United States District Court, Southern District of Texas
Mar 24, 2023
Civil Action 4:22-CV-00712 (S.D. Tex. Mar. 24, 2023)

Opinion

Civil Action 4:22-CV-00712

03-24-2023

JOSE L. GALVEZ, Plaintiff, v. ARANDAS BAKERY NO. 3 INC, Defendant.,


MEMORANDUM AND ORDER COMPELLING ARBITRATION

HON. CHARLES ESKRIDGE UNITED STATES DISTRICT JUDGE

The motion by Defendant Arandas Bakery No 3 to dismiss or stay and compel arbitration is granted. Dkt 8.

1. Background

Defendant Arandas Bakery No 3 serves Mexican pastries and desserts. Plaintiff Jose Galvez was employed as a delivery driver for Arandas from October 2010 until October 2021. Dkt 1 at ¶¶ 12-14. Galvez contends that during his employment he was only ever paid for forty-five and a half hours of work each week, even though he always worked between sixty and seventy-two hours. He alleges that he never received overtime pay. Id. at ¶¶ 22-27.

Galvez filed this action to assert claims for failure to pay the minimum wage, failure to pay overtime, and willful violation of the Fair Labor Standards Act. He also pleaded collective action allegations and sought liquidated damages, attorney fees, and costs. Id. at ¶¶ 48-88.

Arandas establishes that Galvez signed an employment agreement on October 17, 2010. Galvez is a Spanish-speaker, and he signed a Spanish version of the document. Arandas has attached both the signed document and a certified translation.

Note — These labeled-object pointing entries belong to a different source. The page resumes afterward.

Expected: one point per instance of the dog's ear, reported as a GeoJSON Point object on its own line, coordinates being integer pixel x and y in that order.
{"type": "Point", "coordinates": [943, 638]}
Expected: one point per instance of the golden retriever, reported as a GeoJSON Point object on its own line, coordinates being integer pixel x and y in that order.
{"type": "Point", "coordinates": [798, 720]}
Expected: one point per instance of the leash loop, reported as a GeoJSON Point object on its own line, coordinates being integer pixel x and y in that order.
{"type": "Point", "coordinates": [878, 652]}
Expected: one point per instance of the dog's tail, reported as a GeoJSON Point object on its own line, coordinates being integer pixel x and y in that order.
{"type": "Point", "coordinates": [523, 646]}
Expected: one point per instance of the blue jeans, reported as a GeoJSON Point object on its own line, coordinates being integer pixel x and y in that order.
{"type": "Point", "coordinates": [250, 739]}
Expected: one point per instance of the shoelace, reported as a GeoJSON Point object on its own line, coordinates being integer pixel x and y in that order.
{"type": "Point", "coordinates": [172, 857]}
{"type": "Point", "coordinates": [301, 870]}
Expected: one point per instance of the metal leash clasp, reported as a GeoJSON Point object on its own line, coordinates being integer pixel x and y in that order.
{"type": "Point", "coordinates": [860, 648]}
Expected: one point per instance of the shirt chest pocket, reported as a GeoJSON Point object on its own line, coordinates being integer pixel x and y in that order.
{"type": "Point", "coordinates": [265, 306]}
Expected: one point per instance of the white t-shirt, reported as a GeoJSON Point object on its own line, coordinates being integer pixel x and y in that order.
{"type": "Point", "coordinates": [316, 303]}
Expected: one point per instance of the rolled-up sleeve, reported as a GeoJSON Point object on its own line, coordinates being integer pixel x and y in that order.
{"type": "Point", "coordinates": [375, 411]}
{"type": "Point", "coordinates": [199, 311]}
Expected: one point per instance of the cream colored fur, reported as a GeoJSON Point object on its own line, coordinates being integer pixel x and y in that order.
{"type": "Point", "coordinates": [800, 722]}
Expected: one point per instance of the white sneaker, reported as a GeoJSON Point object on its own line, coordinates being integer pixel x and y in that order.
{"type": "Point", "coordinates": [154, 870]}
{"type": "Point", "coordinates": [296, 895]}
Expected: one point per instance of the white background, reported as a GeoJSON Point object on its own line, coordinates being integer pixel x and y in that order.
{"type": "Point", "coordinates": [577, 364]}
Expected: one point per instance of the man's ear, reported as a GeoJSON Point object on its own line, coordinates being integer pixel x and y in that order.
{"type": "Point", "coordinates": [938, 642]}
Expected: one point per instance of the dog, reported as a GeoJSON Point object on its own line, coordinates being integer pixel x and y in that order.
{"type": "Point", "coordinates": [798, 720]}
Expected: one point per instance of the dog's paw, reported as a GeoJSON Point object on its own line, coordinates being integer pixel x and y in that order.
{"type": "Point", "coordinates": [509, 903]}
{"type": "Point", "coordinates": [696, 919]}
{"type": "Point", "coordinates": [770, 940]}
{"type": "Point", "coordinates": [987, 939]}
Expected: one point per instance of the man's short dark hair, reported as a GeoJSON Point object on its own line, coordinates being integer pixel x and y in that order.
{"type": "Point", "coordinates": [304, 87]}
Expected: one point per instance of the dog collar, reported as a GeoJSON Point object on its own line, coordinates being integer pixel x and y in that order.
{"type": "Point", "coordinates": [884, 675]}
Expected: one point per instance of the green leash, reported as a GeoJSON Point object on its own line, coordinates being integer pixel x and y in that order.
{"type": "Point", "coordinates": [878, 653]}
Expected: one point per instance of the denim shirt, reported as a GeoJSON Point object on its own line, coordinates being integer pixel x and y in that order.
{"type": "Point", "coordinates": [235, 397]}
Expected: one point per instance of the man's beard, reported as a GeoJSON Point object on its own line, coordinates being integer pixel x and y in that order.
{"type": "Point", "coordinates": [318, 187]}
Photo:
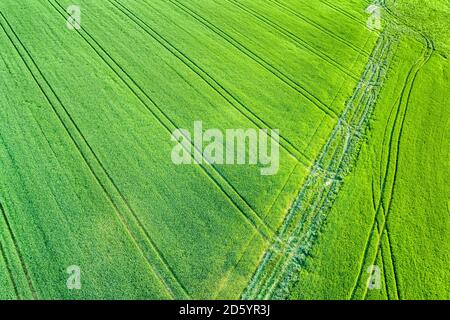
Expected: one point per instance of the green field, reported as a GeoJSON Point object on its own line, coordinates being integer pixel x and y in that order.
{"type": "Point", "coordinates": [87, 179]}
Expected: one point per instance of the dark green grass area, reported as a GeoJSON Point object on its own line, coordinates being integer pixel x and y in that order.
{"type": "Point", "coordinates": [393, 211]}
{"type": "Point", "coordinates": [86, 118]}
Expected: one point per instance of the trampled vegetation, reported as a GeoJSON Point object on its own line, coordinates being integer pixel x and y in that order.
{"type": "Point", "coordinates": [87, 178]}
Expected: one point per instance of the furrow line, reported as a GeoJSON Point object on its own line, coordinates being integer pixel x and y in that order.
{"type": "Point", "coordinates": [90, 158]}
{"type": "Point", "coordinates": [210, 81]}
{"type": "Point", "coordinates": [240, 203]}
{"type": "Point", "coordinates": [299, 42]}
{"type": "Point", "coordinates": [320, 27]}
{"type": "Point", "coordinates": [266, 65]}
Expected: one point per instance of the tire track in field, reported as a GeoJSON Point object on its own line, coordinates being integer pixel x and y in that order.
{"type": "Point", "coordinates": [247, 247]}
{"type": "Point", "coordinates": [286, 8]}
{"type": "Point", "coordinates": [211, 82]}
{"type": "Point", "coordinates": [308, 213]}
{"type": "Point", "coordinates": [393, 147]}
{"type": "Point", "coordinates": [299, 42]}
{"type": "Point", "coordinates": [106, 183]}
{"type": "Point", "coordinates": [227, 188]}
{"type": "Point", "coordinates": [23, 265]}
{"type": "Point", "coordinates": [342, 11]}
{"type": "Point", "coordinates": [262, 62]}
{"type": "Point", "coordinates": [385, 226]}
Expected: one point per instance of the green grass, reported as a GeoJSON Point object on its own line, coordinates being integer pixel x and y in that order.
{"type": "Point", "coordinates": [393, 209]}
{"type": "Point", "coordinates": [87, 178]}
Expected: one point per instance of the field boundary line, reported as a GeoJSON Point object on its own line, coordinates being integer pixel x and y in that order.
{"type": "Point", "coordinates": [211, 82]}
{"type": "Point", "coordinates": [332, 134]}
{"type": "Point", "coordinates": [306, 216]}
{"type": "Point", "coordinates": [7, 263]}
{"type": "Point", "coordinates": [262, 62]}
{"type": "Point", "coordinates": [343, 12]}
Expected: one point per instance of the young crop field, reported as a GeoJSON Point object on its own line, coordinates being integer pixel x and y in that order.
{"type": "Point", "coordinates": [226, 149]}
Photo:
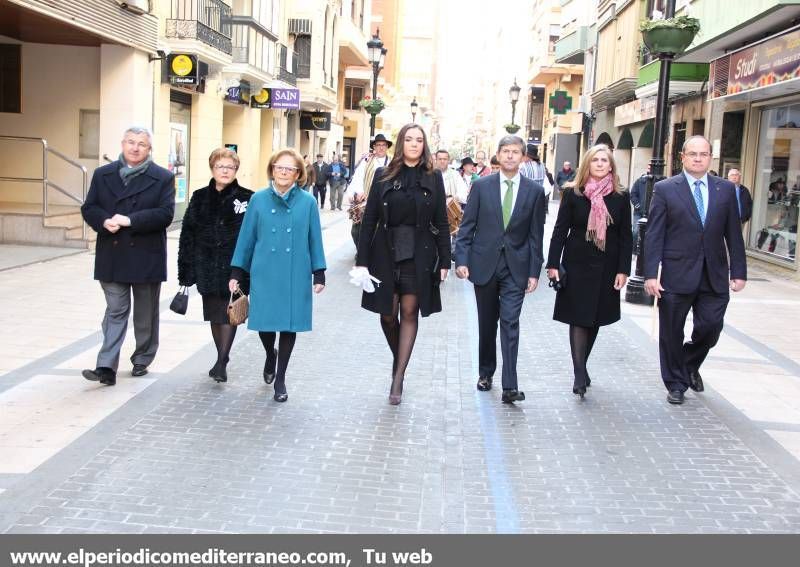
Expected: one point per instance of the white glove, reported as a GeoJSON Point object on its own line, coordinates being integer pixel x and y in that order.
{"type": "Point", "coordinates": [361, 277]}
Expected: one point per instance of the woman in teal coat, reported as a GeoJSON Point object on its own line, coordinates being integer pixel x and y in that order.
{"type": "Point", "coordinates": [280, 246]}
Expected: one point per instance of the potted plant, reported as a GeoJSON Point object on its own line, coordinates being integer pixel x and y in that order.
{"type": "Point", "coordinates": [372, 106]}
{"type": "Point", "coordinates": [670, 35]}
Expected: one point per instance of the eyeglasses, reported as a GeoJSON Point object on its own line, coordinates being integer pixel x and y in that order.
{"type": "Point", "coordinates": [135, 144]}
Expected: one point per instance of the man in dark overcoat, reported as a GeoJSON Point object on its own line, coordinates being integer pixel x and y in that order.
{"type": "Point", "coordinates": [693, 231]}
{"type": "Point", "coordinates": [499, 248]}
{"type": "Point", "coordinates": [130, 204]}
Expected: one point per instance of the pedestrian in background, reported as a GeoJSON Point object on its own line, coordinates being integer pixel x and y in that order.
{"type": "Point", "coordinates": [694, 232]}
{"type": "Point", "coordinates": [280, 247]}
{"type": "Point", "coordinates": [744, 201]}
{"type": "Point", "coordinates": [405, 243]}
{"type": "Point", "coordinates": [208, 237]}
{"type": "Point", "coordinates": [311, 176]}
{"type": "Point", "coordinates": [638, 198]}
{"type": "Point", "coordinates": [499, 248]}
{"type": "Point", "coordinates": [130, 204]}
{"type": "Point", "coordinates": [322, 173]}
{"type": "Point", "coordinates": [338, 181]}
{"type": "Point", "coordinates": [592, 242]}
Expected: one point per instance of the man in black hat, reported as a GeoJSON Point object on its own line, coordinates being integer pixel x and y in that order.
{"type": "Point", "coordinates": [364, 174]}
{"type": "Point", "coordinates": [322, 172]}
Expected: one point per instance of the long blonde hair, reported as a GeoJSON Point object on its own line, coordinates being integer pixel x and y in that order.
{"type": "Point", "coordinates": [582, 175]}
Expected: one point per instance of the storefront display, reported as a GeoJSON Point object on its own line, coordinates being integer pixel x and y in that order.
{"type": "Point", "coordinates": [775, 212]}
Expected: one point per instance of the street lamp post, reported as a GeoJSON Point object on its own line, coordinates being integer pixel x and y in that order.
{"type": "Point", "coordinates": [377, 56]}
{"type": "Point", "coordinates": [513, 94]}
{"type": "Point", "coordinates": [635, 292]}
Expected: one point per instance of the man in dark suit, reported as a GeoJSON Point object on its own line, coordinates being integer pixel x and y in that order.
{"type": "Point", "coordinates": [130, 204]}
{"type": "Point", "coordinates": [322, 172]}
{"type": "Point", "coordinates": [693, 220]}
{"type": "Point", "coordinates": [499, 248]}
{"type": "Point", "coordinates": [744, 201]}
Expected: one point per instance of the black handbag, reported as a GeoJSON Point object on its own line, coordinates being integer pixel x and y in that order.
{"type": "Point", "coordinates": [561, 282]}
{"type": "Point", "coordinates": [180, 302]}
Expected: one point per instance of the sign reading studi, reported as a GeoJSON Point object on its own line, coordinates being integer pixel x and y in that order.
{"type": "Point", "coordinates": [315, 120]}
{"type": "Point", "coordinates": [182, 69]}
{"type": "Point", "coordinates": [773, 61]}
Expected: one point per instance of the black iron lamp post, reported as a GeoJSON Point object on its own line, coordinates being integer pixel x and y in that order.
{"type": "Point", "coordinates": [377, 56]}
{"type": "Point", "coordinates": [513, 94]}
{"type": "Point", "coordinates": [635, 292]}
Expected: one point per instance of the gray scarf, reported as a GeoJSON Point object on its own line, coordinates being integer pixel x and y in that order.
{"type": "Point", "coordinates": [128, 173]}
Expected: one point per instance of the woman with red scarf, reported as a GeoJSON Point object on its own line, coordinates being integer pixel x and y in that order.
{"type": "Point", "coordinates": [591, 243]}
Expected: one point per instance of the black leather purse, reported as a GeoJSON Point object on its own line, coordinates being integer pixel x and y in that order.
{"type": "Point", "coordinates": [180, 303]}
{"type": "Point", "coordinates": [561, 282]}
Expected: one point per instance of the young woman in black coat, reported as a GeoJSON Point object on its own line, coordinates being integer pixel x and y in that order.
{"type": "Point", "coordinates": [405, 243]}
{"type": "Point", "coordinates": [592, 241]}
{"type": "Point", "coordinates": [208, 237]}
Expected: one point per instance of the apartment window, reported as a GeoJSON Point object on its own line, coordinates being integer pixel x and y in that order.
{"type": "Point", "coordinates": [10, 78]}
{"type": "Point", "coordinates": [352, 96]}
{"type": "Point", "coordinates": [303, 47]}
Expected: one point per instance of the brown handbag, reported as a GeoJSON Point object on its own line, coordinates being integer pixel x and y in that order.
{"type": "Point", "coordinates": [238, 308]}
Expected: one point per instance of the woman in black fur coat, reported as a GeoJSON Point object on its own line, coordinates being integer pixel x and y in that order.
{"type": "Point", "coordinates": [208, 237]}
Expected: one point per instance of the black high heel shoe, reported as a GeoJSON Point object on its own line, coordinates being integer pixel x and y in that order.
{"type": "Point", "coordinates": [269, 369]}
{"type": "Point", "coordinates": [579, 389]}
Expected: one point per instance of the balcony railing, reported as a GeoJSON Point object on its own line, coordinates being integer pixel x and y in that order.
{"type": "Point", "coordinates": [253, 44]}
{"type": "Point", "coordinates": [287, 65]}
{"type": "Point", "coordinates": [205, 20]}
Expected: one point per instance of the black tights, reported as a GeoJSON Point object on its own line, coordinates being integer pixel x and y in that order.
{"type": "Point", "coordinates": [285, 346]}
{"type": "Point", "coordinates": [581, 341]}
{"type": "Point", "coordinates": [223, 339]}
{"type": "Point", "coordinates": [401, 334]}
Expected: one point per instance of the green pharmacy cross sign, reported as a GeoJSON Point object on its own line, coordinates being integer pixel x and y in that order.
{"type": "Point", "coordinates": [560, 102]}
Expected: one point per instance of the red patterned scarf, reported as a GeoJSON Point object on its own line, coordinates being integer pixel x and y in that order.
{"type": "Point", "coordinates": [599, 218]}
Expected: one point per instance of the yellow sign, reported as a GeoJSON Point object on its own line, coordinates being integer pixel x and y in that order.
{"type": "Point", "coordinates": [182, 65]}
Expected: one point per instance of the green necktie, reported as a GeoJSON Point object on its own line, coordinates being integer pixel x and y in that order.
{"type": "Point", "coordinates": [508, 202]}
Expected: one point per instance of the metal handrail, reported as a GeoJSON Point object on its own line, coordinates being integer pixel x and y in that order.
{"type": "Point", "coordinates": [46, 150]}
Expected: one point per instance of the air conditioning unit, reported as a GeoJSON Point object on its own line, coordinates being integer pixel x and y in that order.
{"type": "Point", "coordinates": [135, 6]}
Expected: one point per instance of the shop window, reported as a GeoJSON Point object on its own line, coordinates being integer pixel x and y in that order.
{"type": "Point", "coordinates": [777, 183]}
{"type": "Point", "coordinates": [352, 96]}
{"type": "Point", "coordinates": [10, 78]}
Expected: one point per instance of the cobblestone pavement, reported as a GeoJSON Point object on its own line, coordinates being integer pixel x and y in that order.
{"type": "Point", "coordinates": [184, 454]}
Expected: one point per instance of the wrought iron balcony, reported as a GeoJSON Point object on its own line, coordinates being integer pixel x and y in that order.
{"type": "Point", "coordinates": [287, 65]}
{"type": "Point", "coordinates": [204, 20]}
{"type": "Point", "coordinates": [253, 44]}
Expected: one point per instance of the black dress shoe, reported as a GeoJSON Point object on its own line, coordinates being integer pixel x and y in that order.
{"type": "Point", "coordinates": [269, 369]}
{"type": "Point", "coordinates": [101, 374]}
{"type": "Point", "coordinates": [139, 370]}
{"type": "Point", "coordinates": [696, 381]}
{"type": "Point", "coordinates": [675, 397]}
{"type": "Point", "coordinates": [510, 396]}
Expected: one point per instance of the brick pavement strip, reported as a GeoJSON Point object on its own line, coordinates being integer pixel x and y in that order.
{"type": "Point", "coordinates": [212, 458]}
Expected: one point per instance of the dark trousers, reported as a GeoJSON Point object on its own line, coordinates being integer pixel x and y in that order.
{"type": "Point", "coordinates": [115, 322]}
{"type": "Point", "coordinates": [319, 194]}
{"type": "Point", "coordinates": [499, 300]}
{"type": "Point", "coordinates": [708, 312]}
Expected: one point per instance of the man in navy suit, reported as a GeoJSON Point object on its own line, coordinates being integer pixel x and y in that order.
{"type": "Point", "coordinates": [130, 204]}
{"type": "Point", "coordinates": [692, 229]}
{"type": "Point", "coordinates": [499, 248]}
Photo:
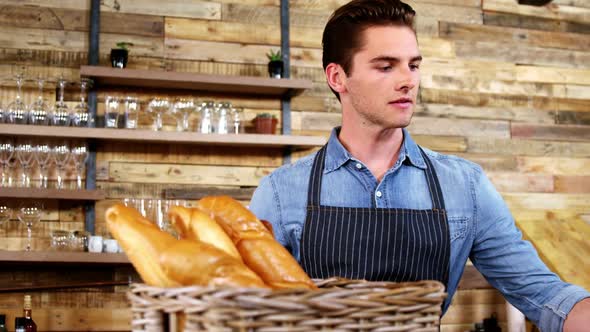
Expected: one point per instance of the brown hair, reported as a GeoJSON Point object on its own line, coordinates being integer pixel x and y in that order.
{"type": "Point", "coordinates": [343, 32]}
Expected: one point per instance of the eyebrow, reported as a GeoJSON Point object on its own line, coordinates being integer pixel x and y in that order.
{"type": "Point", "coordinates": [394, 59]}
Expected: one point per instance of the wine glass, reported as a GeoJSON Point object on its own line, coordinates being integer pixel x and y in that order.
{"type": "Point", "coordinates": [38, 110]}
{"type": "Point", "coordinates": [6, 153]}
{"type": "Point", "coordinates": [237, 116]}
{"type": "Point", "coordinates": [25, 152]}
{"type": "Point", "coordinates": [30, 214]}
{"type": "Point", "coordinates": [42, 156]}
{"type": "Point", "coordinates": [80, 156]}
{"type": "Point", "coordinates": [156, 109]}
{"type": "Point", "coordinates": [81, 112]}
{"type": "Point", "coordinates": [61, 113]}
{"type": "Point", "coordinates": [5, 212]}
{"type": "Point", "coordinates": [60, 154]}
{"type": "Point", "coordinates": [181, 111]}
{"type": "Point", "coordinates": [206, 121]}
{"type": "Point", "coordinates": [111, 113]}
{"type": "Point", "coordinates": [17, 111]}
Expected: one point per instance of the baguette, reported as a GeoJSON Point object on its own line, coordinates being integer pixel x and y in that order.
{"type": "Point", "coordinates": [142, 241]}
{"type": "Point", "coordinates": [198, 263]}
{"type": "Point", "coordinates": [193, 224]}
{"type": "Point", "coordinates": [255, 243]}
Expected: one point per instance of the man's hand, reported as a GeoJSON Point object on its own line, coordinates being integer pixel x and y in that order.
{"type": "Point", "coordinates": [578, 320]}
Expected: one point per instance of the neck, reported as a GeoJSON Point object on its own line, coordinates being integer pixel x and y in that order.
{"type": "Point", "coordinates": [377, 148]}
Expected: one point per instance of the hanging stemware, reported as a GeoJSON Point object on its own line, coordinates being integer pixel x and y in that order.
{"type": "Point", "coordinates": [30, 214]}
{"type": "Point", "coordinates": [38, 114]}
{"type": "Point", "coordinates": [80, 156]}
{"type": "Point", "coordinates": [61, 114]}
{"type": "Point", "coordinates": [43, 157]}
{"type": "Point", "coordinates": [181, 111]}
{"type": "Point", "coordinates": [81, 112]}
{"type": "Point", "coordinates": [6, 154]}
{"type": "Point", "coordinates": [61, 155]}
{"type": "Point", "coordinates": [156, 109]}
{"type": "Point", "coordinates": [25, 152]}
{"type": "Point", "coordinates": [17, 112]}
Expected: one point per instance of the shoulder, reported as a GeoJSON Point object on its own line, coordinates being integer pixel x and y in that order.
{"type": "Point", "coordinates": [301, 167]}
{"type": "Point", "coordinates": [455, 170]}
{"type": "Point", "coordinates": [450, 162]}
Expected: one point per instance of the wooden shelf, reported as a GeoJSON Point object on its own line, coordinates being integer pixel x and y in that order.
{"type": "Point", "coordinates": [107, 76]}
{"type": "Point", "coordinates": [66, 194]}
{"type": "Point", "coordinates": [62, 257]}
{"type": "Point", "coordinates": [141, 135]}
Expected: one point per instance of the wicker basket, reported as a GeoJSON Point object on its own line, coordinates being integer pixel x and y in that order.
{"type": "Point", "coordinates": [339, 305]}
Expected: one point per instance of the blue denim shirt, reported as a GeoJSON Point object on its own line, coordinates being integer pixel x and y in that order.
{"type": "Point", "coordinates": [481, 225]}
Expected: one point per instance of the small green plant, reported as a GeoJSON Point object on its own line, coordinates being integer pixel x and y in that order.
{"type": "Point", "coordinates": [124, 45]}
{"type": "Point", "coordinates": [274, 56]}
{"type": "Point", "coordinates": [266, 115]}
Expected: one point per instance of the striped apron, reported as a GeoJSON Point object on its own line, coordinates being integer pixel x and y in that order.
{"type": "Point", "coordinates": [375, 244]}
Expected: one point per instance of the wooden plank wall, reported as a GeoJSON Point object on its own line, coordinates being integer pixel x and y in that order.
{"type": "Point", "coordinates": [504, 85]}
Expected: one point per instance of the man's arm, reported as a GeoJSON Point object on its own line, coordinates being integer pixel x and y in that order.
{"type": "Point", "coordinates": [265, 205]}
{"type": "Point", "coordinates": [513, 266]}
{"type": "Point", "coordinates": [578, 320]}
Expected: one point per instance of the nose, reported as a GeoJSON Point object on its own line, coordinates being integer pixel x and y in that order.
{"type": "Point", "coordinates": [407, 80]}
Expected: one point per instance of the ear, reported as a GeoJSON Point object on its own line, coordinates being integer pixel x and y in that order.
{"type": "Point", "coordinates": [336, 77]}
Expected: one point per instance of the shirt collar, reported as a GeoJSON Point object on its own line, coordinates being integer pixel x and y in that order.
{"type": "Point", "coordinates": [337, 155]}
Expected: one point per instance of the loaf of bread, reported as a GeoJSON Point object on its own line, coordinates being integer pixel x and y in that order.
{"type": "Point", "coordinates": [164, 261]}
{"type": "Point", "coordinates": [194, 224]}
{"type": "Point", "coordinates": [255, 243]}
{"type": "Point", "coordinates": [198, 263]}
{"type": "Point", "coordinates": [143, 243]}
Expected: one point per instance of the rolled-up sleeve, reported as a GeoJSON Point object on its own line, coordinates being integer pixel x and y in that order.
{"type": "Point", "coordinates": [556, 310]}
{"type": "Point", "coordinates": [265, 205]}
{"type": "Point", "coordinates": [513, 266]}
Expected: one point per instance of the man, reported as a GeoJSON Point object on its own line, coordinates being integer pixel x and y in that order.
{"type": "Point", "coordinates": [372, 204]}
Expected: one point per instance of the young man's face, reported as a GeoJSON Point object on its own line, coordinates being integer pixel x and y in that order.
{"type": "Point", "coordinates": [383, 82]}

Dkt 18 at 5-12 (signed arbitration agreement and translation).

The agreement that Galvez signed states that the purpose “of this Binding Arbitration Agreement, (‘Agreement') is to resolve claims by Arbitration, which mutually binds me and my employee Legal Entity.” Id. at 9 (translation, misinterpreting mi empleador as my employee rather than my employer).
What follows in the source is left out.